I have no strong view either way on the controversy over whether or to what extent Scott Thomas Beuchamp’s dispatches for TNR were fabricated or embellished, but I think John Podhoretz is right that there’s nothing per se shady about his turning out to be Elle Reeve’s fiancĂ©e/husband/whatever. In fact, that’s exactly the sort of person I probably would have looked for if I were in Foer’s shoes. (I might not have chosen someone whose previous work reads like some emo teenybopper doing a bad Richard Brautigan impersonation, but that’s another story.)
Think about it this way. Normally, when you commission a series of articles from someone, you’ve got at least three natural ways of ensuring the veracity of what you get:
- The writer will—certainly by the time he’s publishing in a venue at TNR‘s level—have a professional track record that can be scrutinized, and corresponding professional credibility.
- The writer’s byline will create accountability and an incentive to be truthful.
- The magazine can do its own fact-checking to confirm details reported.

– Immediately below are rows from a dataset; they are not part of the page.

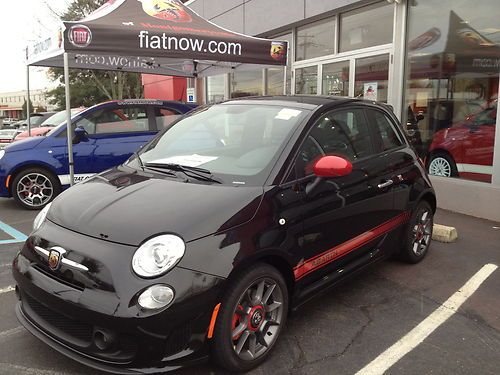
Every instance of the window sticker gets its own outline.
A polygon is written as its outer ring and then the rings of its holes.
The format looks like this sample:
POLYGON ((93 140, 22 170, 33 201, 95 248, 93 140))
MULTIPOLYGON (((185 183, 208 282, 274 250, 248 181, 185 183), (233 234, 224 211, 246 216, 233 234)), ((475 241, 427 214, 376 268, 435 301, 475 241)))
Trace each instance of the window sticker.
POLYGON ((275 119, 290 120, 292 117, 297 117, 301 113, 302 111, 299 111, 297 109, 283 108, 281 111, 278 112, 275 119))
POLYGON ((217 156, 205 156, 205 155, 178 155, 171 156, 169 158, 153 160, 152 163, 158 164, 180 164, 186 167, 197 167, 199 165, 217 160, 217 156))

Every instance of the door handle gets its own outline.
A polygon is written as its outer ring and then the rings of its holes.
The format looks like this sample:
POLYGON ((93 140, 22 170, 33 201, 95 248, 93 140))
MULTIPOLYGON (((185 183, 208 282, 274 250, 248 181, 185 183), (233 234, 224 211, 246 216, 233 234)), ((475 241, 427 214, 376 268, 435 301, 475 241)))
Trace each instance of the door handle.
POLYGON ((383 188, 386 188, 388 186, 391 186, 393 183, 394 183, 394 181, 387 180, 385 182, 382 182, 381 184, 378 184, 377 186, 378 186, 379 189, 383 189, 383 188))

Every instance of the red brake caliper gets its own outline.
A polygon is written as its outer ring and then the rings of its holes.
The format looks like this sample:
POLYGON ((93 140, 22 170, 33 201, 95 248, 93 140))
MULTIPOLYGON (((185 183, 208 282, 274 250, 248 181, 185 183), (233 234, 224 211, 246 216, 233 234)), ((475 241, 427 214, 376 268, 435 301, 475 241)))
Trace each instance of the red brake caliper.
MULTIPOLYGON (((238 307, 236 308, 236 310, 243 311, 243 306, 238 305, 238 307)), ((238 327, 240 325, 240 323, 241 323, 241 315, 238 315, 238 314, 234 313, 234 315, 233 315, 233 324, 232 324, 231 330, 234 331, 234 329, 236 327, 238 327)), ((243 334, 243 332, 240 333, 238 336, 233 337, 233 341, 234 340, 238 340, 242 334, 243 334)))

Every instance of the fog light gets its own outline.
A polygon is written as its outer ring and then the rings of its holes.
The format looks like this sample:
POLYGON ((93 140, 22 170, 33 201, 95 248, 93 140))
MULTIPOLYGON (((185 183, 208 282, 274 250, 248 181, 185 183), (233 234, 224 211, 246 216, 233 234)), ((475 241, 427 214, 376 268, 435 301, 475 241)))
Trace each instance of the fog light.
POLYGON ((166 285, 153 285, 141 293, 139 306, 147 310, 161 309, 174 299, 174 291, 166 285))

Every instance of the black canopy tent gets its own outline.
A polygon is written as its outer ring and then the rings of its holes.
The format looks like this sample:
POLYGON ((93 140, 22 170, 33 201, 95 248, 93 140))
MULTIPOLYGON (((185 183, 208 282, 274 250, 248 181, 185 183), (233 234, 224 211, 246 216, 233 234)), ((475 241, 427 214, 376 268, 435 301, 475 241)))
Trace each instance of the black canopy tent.
MULTIPOLYGON (((287 49, 286 41, 223 29, 178 0, 109 0, 81 21, 63 22, 52 36, 29 46, 27 64, 64 67, 71 124, 69 68, 197 78, 285 65, 287 49)), ((73 184, 72 127, 67 133, 73 184)))

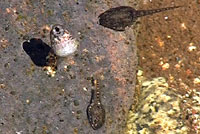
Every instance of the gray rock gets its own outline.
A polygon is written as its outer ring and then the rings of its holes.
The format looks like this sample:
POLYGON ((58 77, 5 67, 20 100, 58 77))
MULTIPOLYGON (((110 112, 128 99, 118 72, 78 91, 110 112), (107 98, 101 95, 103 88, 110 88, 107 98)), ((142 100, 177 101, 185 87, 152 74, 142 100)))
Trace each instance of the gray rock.
POLYGON ((0 133, 122 134, 134 95, 135 37, 131 28, 116 33, 99 26, 97 16, 128 5, 128 0, 0 3, 0 133), (45 64, 35 65, 23 44, 40 38, 50 45, 53 24, 64 25, 80 47, 61 59, 55 76, 49 77, 45 64), (101 78, 106 111, 105 124, 98 130, 90 127, 86 115, 91 77, 101 78))

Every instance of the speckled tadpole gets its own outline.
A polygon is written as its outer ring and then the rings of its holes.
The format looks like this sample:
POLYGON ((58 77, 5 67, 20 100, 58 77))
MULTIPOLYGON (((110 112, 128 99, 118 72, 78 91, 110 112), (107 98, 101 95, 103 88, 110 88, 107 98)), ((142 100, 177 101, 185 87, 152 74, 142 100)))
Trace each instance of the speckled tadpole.
POLYGON ((124 31, 127 26, 131 26, 138 17, 151 15, 166 10, 179 8, 180 6, 153 9, 153 10, 135 10, 129 6, 120 6, 111 8, 99 15, 99 24, 116 30, 124 31))
POLYGON ((57 56, 65 57, 77 50, 79 42, 63 28, 62 25, 55 24, 50 32, 51 46, 57 56))
POLYGON ((90 104, 87 107, 87 117, 94 130, 101 128, 105 122, 105 109, 101 104, 99 81, 95 80, 95 89, 92 89, 90 104))

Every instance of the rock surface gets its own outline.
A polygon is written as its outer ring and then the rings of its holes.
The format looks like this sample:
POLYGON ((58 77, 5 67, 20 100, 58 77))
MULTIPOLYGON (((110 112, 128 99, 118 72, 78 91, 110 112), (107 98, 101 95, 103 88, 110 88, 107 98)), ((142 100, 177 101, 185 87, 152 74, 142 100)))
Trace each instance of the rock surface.
POLYGON ((135 37, 131 28, 114 32, 99 26, 97 16, 130 4, 128 0, 1 1, 0 133, 122 134, 134 95, 135 37), (23 45, 30 39, 50 45, 53 24, 64 25, 80 47, 60 60, 55 76, 49 77, 42 68, 44 57, 37 62, 40 66, 35 65, 23 45), (90 127, 86 115, 93 77, 101 79, 106 111, 105 124, 98 130, 90 127))

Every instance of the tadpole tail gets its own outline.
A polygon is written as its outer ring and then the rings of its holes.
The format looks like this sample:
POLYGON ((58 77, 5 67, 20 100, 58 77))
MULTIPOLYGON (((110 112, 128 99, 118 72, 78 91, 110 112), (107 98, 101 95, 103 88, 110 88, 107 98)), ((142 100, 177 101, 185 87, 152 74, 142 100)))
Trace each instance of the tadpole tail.
POLYGON ((95 91, 94 91, 94 89, 92 89, 91 90, 90 104, 93 103, 94 99, 95 99, 95 91))
POLYGON ((167 10, 172 10, 175 8, 179 8, 181 6, 174 6, 174 7, 166 7, 166 8, 160 8, 160 9, 152 9, 152 10, 137 10, 136 15, 137 17, 141 17, 141 16, 146 16, 146 15, 152 15, 154 13, 159 13, 159 12, 163 12, 163 11, 167 11, 167 10))
POLYGON ((95 88, 91 89, 91 99, 90 99, 90 104, 93 103, 94 101, 101 101, 101 92, 100 92, 100 87, 99 87, 99 80, 91 80, 92 85, 95 86, 95 88))

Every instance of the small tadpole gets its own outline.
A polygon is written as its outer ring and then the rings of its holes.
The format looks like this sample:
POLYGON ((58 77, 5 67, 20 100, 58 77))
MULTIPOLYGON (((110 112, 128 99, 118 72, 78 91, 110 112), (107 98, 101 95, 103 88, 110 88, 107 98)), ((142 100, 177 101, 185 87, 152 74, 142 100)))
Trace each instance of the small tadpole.
POLYGON ((73 54, 79 46, 79 42, 60 24, 53 25, 50 31, 50 40, 54 53, 59 57, 73 54))
POLYGON ((152 10, 135 10, 129 6, 119 6, 101 13, 98 17, 98 24, 115 31, 124 31, 126 27, 131 26, 139 17, 163 12, 166 10, 172 10, 179 7, 181 6, 152 10))
POLYGON ((105 122, 105 109, 101 103, 101 92, 99 81, 94 80, 95 89, 91 91, 90 104, 87 107, 87 117, 91 127, 94 130, 101 128, 105 122))

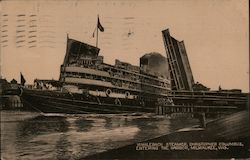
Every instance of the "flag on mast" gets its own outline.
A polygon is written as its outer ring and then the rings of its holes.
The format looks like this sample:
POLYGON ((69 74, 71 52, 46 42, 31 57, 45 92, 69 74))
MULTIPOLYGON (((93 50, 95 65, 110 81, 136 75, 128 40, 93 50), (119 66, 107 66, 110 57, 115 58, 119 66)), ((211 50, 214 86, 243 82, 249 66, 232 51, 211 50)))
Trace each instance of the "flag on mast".
POLYGON ((103 28, 103 26, 102 26, 102 24, 101 24, 101 22, 100 22, 99 16, 98 16, 97 27, 98 27, 98 29, 99 29, 101 32, 104 32, 104 28, 103 28))
POLYGON ((21 74, 21 84, 22 84, 22 86, 24 86, 26 80, 24 79, 22 72, 20 72, 20 74, 21 74))
MULTIPOLYGON (((104 32, 104 28, 103 28, 103 26, 102 26, 102 24, 100 22, 99 15, 97 17, 97 26, 96 26, 96 29, 95 29, 95 31, 96 31, 96 47, 98 47, 98 30, 100 30, 101 32, 104 32)), ((92 35, 93 37, 95 37, 95 31, 94 31, 94 33, 92 35)))

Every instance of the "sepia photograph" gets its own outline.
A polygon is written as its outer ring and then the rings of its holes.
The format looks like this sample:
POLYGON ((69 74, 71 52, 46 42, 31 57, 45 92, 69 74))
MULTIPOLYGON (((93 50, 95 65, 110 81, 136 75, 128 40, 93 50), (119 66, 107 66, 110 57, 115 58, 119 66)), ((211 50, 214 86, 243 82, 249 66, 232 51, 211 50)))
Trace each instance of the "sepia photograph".
POLYGON ((0 159, 250 158, 248 0, 0 0, 0 159))

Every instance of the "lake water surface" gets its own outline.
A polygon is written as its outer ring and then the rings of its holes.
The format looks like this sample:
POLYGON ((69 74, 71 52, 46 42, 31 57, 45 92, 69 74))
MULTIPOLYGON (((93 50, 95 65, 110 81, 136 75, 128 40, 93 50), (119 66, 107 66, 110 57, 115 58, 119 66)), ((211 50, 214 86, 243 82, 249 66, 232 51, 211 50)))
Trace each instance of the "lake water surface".
POLYGON ((1 159, 81 159, 196 124, 154 114, 1 111, 1 159))

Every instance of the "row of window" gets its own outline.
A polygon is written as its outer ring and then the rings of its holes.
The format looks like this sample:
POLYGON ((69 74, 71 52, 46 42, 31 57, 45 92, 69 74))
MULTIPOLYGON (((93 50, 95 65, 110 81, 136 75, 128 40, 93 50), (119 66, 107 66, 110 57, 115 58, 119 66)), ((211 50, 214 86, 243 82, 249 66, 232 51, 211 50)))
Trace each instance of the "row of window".
MULTIPOLYGON (((104 82, 111 82, 114 86, 122 87, 122 88, 129 88, 129 89, 137 89, 137 90, 145 90, 150 92, 158 92, 167 94, 167 89, 157 88, 151 86, 151 84, 141 84, 132 81, 126 81, 121 79, 109 78, 109 77, 102 77, 97 75, 91 75, 86 73, 75 73, 75 72, 66 72, 64 77, 75 77, 75 78, 86 78, 86 79, 93 79, 93 80, 100 80, 104 82)), ((170 85, 168 85, 170 87, 170 85)))
MULTIPOLYGON (((152 77, 146 77, 139 75, 139 73, 130 71, 130 70, 121 70, 120 68, 108 66, 108 65, 102 65, 102 64, 97 64, 97 61, 91 61, 91 60, 85 60, 82 61, 82 63, 77 62, 77 63, 72 63, 69 66, 78 66, 78 67, 83 67, 83 68, 90 68, 90 69, 95 69, 95 70, 101 70, 101 71, 107 71, 111 74, 111 76, 120 76, 121 78, 128 78, 133 81, 140 81, 143 83, 150 83, 154 85, 161 85, 161 81, 158 79, 153 79, 152 77), (85 62, 85 63, 84 63, 85 62)), ((149 76, 149 75, 148 75, 149 76)), ((155 77, 157 78, 157 77, 155 77)))
MULTIPOLYGON (((97 69, 96 67, 94 67, 94 65, 92 67, 88 66, 88 67, 85 67, 85 68, 100 70, 100 69, 97 69)), ((98 68, 100 68, 100 67, 98 67, 98 68)), ((170 88, 169 83, 162 82, 162 81, 155 80, 155 79, 151 79, 151 78, 147 78, 147 77, 144 77, 144 76, 140 76, 138 74, 132 74, 132 73, 123 72, 123 71, 120 71, 120 70, 115 70, 114 71, 114 70, 111 70, 110 68, 109 68, 109 70, 107 70, 107 72, 109 73, 109 75, 111 77, 114 77, 115 79, 121 78, 121 79, 127 79, 129 81, 133 81, 133 82, 138 82, 138 83, 141 82, 141 83, 146 83, 146 84, 150 84, 150 85, 161 86, 161 87, 164 87, 164 88, 166 88, 166 87, 170 88)), ((79 74, 81 74, 81 73, 79 73, 79 74)), ((92 78, 91 76, 92 75, 89 75, 90 79, 92 78)), ((102 80, 103 78, 107 78, 107 77, 98 77, 98 76, 96 76, 95 78, 97 78, 98 80, 102 80)))

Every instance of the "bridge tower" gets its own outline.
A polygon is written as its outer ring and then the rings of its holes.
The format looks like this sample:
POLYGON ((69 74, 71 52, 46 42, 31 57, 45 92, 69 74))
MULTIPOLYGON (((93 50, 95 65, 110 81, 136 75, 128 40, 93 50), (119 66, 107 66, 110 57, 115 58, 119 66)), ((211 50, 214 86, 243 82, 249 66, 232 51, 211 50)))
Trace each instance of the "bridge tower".
POLYGON ((169 29, 163 30, 162 36, 170 70, 172 90, 193 91, 194 78, 184 41, 173 38, 169 29))

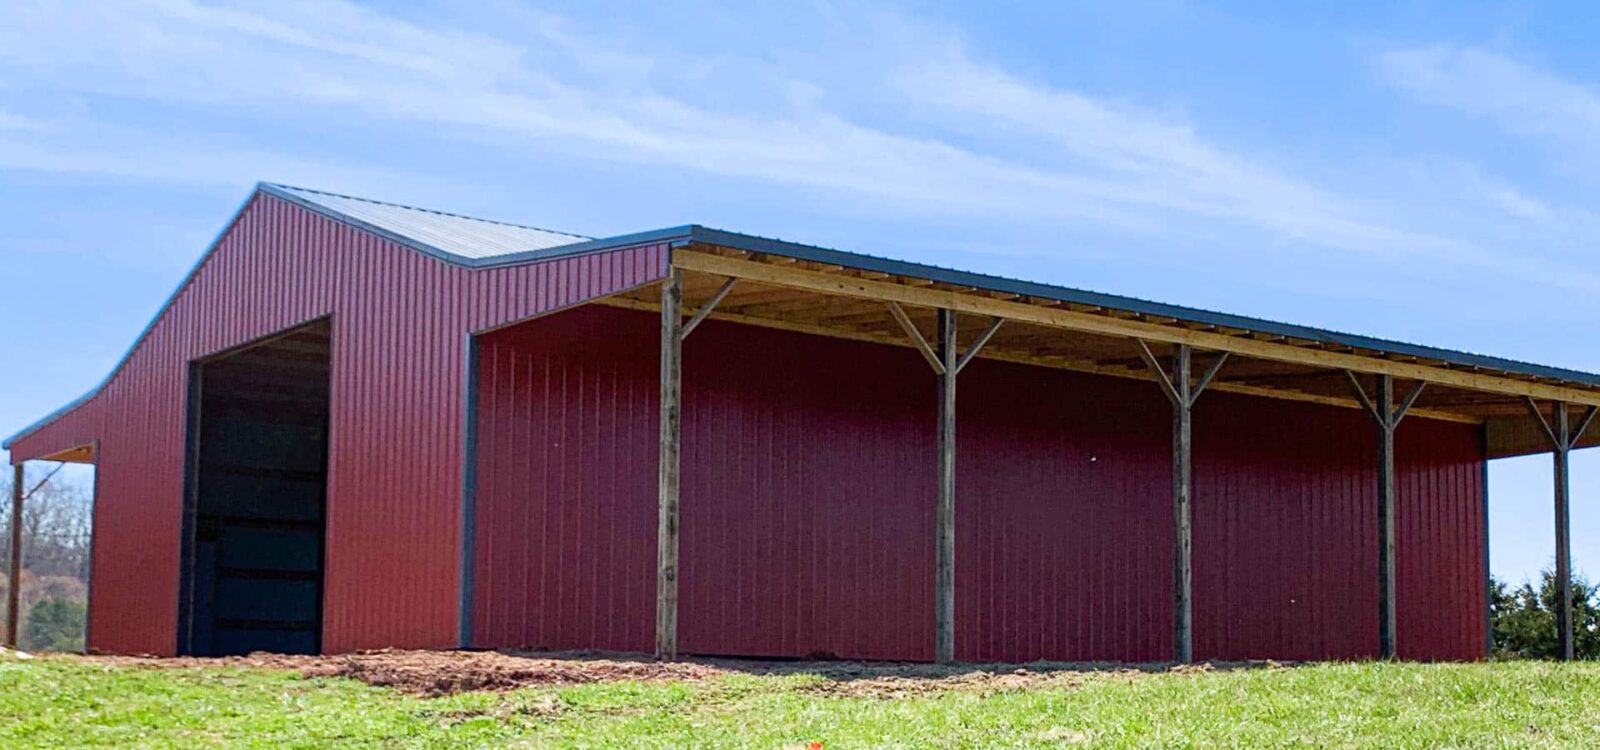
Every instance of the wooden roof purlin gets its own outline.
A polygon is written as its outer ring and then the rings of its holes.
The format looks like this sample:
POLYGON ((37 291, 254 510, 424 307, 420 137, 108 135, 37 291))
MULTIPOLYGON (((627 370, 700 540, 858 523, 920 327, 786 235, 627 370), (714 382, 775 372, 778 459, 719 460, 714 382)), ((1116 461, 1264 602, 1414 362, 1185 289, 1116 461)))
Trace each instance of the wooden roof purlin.
MULTIPOLYGON (((936 311, 950 309, 958 314, 963 351, 980 335, 991 337, 981 359, 1151 380, 1138 342, 1157 356, 1183 344, 1229 354, 1210 386, 1223 392, 1362 409, 1348 371, 1366 380, 1391 376, 1402 392, 1427 383, 1410 412, 1422 418, 1527 420, 1530 398, 1600 406, 1600 387, 1585 383, 776 254, 693 244, 674 250, 672 264, 684 272, 686 314, 703 312, 701 319, 917 348, 906 326, 930 341, 936 311), (730 286, 731 279, 738 283, 730 286), (991 330, 995 320, 1006 325, 991 330)), ((658 291, 646 287, 606 304, 659 309, 658 300, 658 291)), ((1596 443, 1600 438, 1583 444, 1596 443)), ((1506 450, 1516 452, 1531 451, 1506 450)))

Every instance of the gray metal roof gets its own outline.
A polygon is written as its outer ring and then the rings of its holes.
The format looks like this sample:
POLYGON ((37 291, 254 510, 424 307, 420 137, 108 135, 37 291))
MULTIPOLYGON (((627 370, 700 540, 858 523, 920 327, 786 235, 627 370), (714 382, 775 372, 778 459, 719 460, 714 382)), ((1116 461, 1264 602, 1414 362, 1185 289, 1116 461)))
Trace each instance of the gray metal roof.
POLYGON ((368 228, 422 243, 441 253, 469 260, 549 250, 590 238, 538 227, 430 211, 320 190, 262 185, 263 190, 310 208, 323 209, 368 228))
MULTIPOLYGON (((1600 374, 1583 372, 1561 367, 1551 367, 1531 362, 1506 359, 1503 357, 1486 356, 1470 352, 1441 349, 1431 346, 1409 344, 1370 336, 1359 336, 1338 331, 1320 328, 1311 328, 1288 323, 1280 323, 1259 318, 1249 318, 1239 315, 1229 315, 1210 310, 1200 310, 1178 305, 1169 305, 1160 302, 1151 302, 1133 297, 1123 297, 1113 294, 1073 289, 1070 287, 1040 284, 1036 282, 1011 279, 987 274, 960 271, 940 266, 932 266, 909 261, 884 258, 862 253, 832 250, 813 245, 803 245, 794 242, 759 237, 737 232, 728 232, 720 229, 711 229, 699 225, 684 225, 655 229, 635 234, 625 234, 616 237, 592 239, 582 235, 555 232, 548 229, 508 224, 505 222, 490 221, 487 219, 474 219, 467 216, 430 211, 428 209, 401 206, 382 201, 355 198, 337 193, 326 193, 319 190, 289 187, 287 185, 274 185, 262 183, 258 186, 259 192, 282 198, 291 203, 304 206, 316 213, 328 216, 337 221, 359 229, 364 229, 382 237, 399 242, 419 252, 432 255, 451 263, 456 263, 469 268, 488 268, 495 266, 515 265, 519 263, 534 263, 552 258, 583 255, 587 253, 603 252, 622 247, 640 245, 645 243, 666 243, 672 247, 682 247, 696 243, 720 245, 754 253, 770 253, 783 255, 802 260, 814 260, 822 263, 850 266, 870 271, 912 276, 917 278, 932 279, 960 286, 972 286, 995 291, 1015 292, 1020 295, 1042 297, 1064 302, 1099 307, 1127 310, 1131 312, 1159 315, 1177 318, 1197 323, 1243 328, 1261 333, 1278 334, 1310 341, 1320 341, 1330 344, 1339 344, 1348 347, 1373 349, 1394 354, 1410 355, 1415 357, 1438 359, 1457 366, 1480 367, 1513 374, 1532 375, 1541 378, 1550 378, 1566 383, 1600 388, 1600 374)), ((246 206, 241 206, 239 214, 242 215, 246 206)), ((237 219, 237 215, 235 217, 237 219)), ((223 229, 226 233, 233 222, 223 229)), ((200 263, 210 255, 221 241, 221 235, 212 243, 205 255, 196 263, 195 269, 189 272, 179 284, 181 290, 188 283, 190 276, 199 270, 200 263)), ((177 291, 173 292, 173 297, 177 291)), ((140 341, 154 327, 156 320, 166 312, 172 299, 169 298, 161 306, 156 317, 145 327, 134 343, 129 346, 127 353, 112 368, 104 380, 83 396, 75 399, 66 406, 57 409, 50 415, 29 425, 20 432, 4 441, 0 441, 0 448, 10 448, 11 444, 24 435, 48 424, 56 417, 71 411, 73 408, 87 401, 95 393, 110 382, 111 377, 122 368, 123 363, 132 355, 140 341)))

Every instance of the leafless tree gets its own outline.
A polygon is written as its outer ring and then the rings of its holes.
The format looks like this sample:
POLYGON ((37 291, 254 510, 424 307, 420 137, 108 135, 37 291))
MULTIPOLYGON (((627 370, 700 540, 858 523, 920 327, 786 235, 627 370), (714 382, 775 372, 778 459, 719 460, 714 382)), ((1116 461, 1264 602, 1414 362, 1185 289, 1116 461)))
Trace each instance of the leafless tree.
MULTIPOLYGON (((9 472, 7 472, 9 474, 9 472)), ((42 477, 41 477, 42 479, 42 477)), ((88 486, 62 477, 43 484, 30 478, 33 490, 22 504, 22 616, 43 599, 82 602, 89 581, 89 535, 92 497, 88 486), (37 489, 35 487, 37 486, 37 489)), ((0 479, 0 569, 11 560, 10 477, 0 479)), ((9 573, 6 570, 6 573, 9 573)), ((0 611, 8 576, 0 575, 0 611)))

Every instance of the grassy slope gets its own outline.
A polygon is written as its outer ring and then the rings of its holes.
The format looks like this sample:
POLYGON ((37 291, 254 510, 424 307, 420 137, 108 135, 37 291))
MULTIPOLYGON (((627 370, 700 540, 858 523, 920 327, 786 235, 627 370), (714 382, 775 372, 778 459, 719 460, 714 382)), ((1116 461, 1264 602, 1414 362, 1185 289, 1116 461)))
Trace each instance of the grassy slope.
POLYGON ((418 699, 0 658, 0 747, 1600 747, 1600 665, 1323 665, 834 697, 809 676, 418 699))

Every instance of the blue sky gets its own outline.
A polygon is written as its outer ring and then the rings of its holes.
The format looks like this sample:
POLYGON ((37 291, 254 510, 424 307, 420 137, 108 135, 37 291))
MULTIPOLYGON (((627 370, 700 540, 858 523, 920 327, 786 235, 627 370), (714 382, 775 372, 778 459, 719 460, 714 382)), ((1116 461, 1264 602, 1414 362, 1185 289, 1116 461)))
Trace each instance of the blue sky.
MULTIPOLYGON (((260 180, 1600 371, 1590 4, 748 5, 10 0, 0 432, 97 382, 260 180)), ((1548 463, 1491 468, 1502 576, 1551 559, 1548 463)), ((1600 574, 1597 483, 1580 454, 1600 574)))

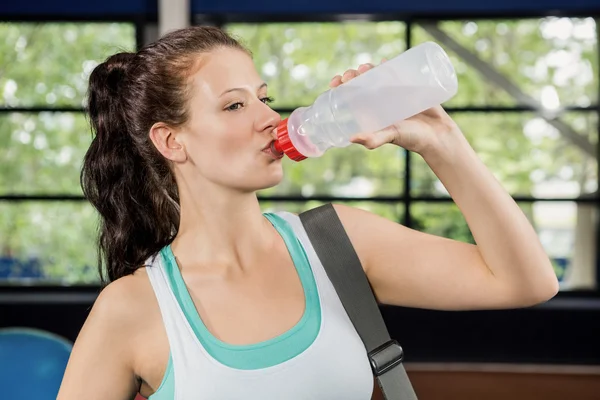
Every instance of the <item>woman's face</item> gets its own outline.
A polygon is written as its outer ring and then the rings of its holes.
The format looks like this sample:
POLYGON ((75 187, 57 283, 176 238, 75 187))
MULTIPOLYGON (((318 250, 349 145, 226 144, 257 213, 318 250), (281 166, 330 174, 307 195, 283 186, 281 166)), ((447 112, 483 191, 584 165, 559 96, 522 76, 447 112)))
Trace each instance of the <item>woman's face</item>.
POLYGON ((254 62, 230 48, 200 57, 190 77, 190 118, 176 134, 187 155, 178 164, 183 178, 199 175, 190 177, 192 182, 200 177, 243 192, 277 185, 281 157, 269 147, 281 117, 267 104, 267 85, 254 62))

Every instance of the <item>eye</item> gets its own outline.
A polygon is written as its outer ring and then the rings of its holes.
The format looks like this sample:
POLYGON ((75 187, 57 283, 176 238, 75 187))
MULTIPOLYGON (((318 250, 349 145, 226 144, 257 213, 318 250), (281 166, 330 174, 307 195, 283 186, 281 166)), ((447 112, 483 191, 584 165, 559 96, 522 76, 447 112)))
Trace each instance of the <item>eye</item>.
POLYGON ((263 97, 262 99, 260 99, 260 101, 262 101, 265 104, 271 104, 272 102, 275 101, 275 99, 270 96, 267 96, 267 97, 263 97))
POLYGON ((237 110, 239 110, 243 106, 244 106, 244 103, 238 101, 237 103, 233 103, 232 105, 230 105, 227 108, 225 108, 225 110, 227 110, 227 111, 237 111, 237 110))

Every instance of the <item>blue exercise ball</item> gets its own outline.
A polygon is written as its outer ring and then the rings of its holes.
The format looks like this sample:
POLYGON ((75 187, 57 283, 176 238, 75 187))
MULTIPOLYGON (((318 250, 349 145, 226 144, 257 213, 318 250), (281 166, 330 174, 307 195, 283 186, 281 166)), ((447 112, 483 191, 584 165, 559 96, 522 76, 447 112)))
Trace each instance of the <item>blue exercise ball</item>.
POLYGON ((71 348, 49 332, 0 329, 0 398, 56 400, 71 348))

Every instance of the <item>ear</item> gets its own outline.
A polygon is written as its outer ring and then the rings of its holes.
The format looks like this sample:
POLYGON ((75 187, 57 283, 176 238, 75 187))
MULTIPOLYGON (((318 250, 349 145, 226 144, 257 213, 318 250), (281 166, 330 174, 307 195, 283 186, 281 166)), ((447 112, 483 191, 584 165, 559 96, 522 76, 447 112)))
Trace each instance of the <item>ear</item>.
POLYGON ((177 141, 177 132, 162 122, 157 122, 150 128, 150 140, 156 149, 167 160, 173 162, 184 162, 187 153, 183 144, 177 141))

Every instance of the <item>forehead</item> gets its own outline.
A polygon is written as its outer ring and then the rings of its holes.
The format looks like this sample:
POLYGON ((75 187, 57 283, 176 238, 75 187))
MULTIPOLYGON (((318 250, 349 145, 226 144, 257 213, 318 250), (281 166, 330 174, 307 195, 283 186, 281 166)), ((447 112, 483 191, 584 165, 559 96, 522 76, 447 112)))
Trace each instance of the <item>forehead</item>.
POLYGON ((199 68, 191 76, 197 94, 218 97, 227 89, 251 89, 262 82, 254 61, 242 50, 224 48, 200 57, 199 68))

Sure, journalistic fraud still happens, but the three in combination provide at least a reasonable guarantee. The problem is, if you want to do this sort of “soldier’s diary” feature, that model isn’t going to work nearly as well. The whole point, after all, is that you’re soliciting the perspective of a deployed soldier rather than a professional writer, so method one is out the window. And since anonymity would seem to be necessary to allow the correspondent to write freely, without fear of reprisal, two is gone as well. Method three remains to some extent, but especially if you’re attempting to preserve the correspondent’s anonymity, there’s going to be a lot of material that there’s no real way to check effectively. (And this is true for the general case even if it turns out that, in the instance, there were fishy elements of the stories that TNR could and should have checked but didn’t.)
In short, you’ve got a situation where trust is especially important, but the ordinary professional assurance mechanisms by which it’s generated are absent. So what’s left? Personal trust. Meaning the person you want is going to have to be someone you or your colleagues actually know well, even intimately. Whether or not it yielded a reliable correspondent in this case, the approach makes perfect sense for this kind of feature.
1 response so far ↓
1 Barry // Aug 1, 2007 at 3:13 pm
It is hilarious for right-wingers to point this out, considering how incestuous the MSM pundit network is. Not just in terms of actual intermarriage, but also in people advocating a program, and then being used as objective commenters. Or people who have an extensive history on a subject saying whatever they want now, with no editor putting in some history. It’s especially strong with the war, where people who’ve spent the past four-five years making outstandingly wrong predictions still having their pulpits reserved for their latest predictions.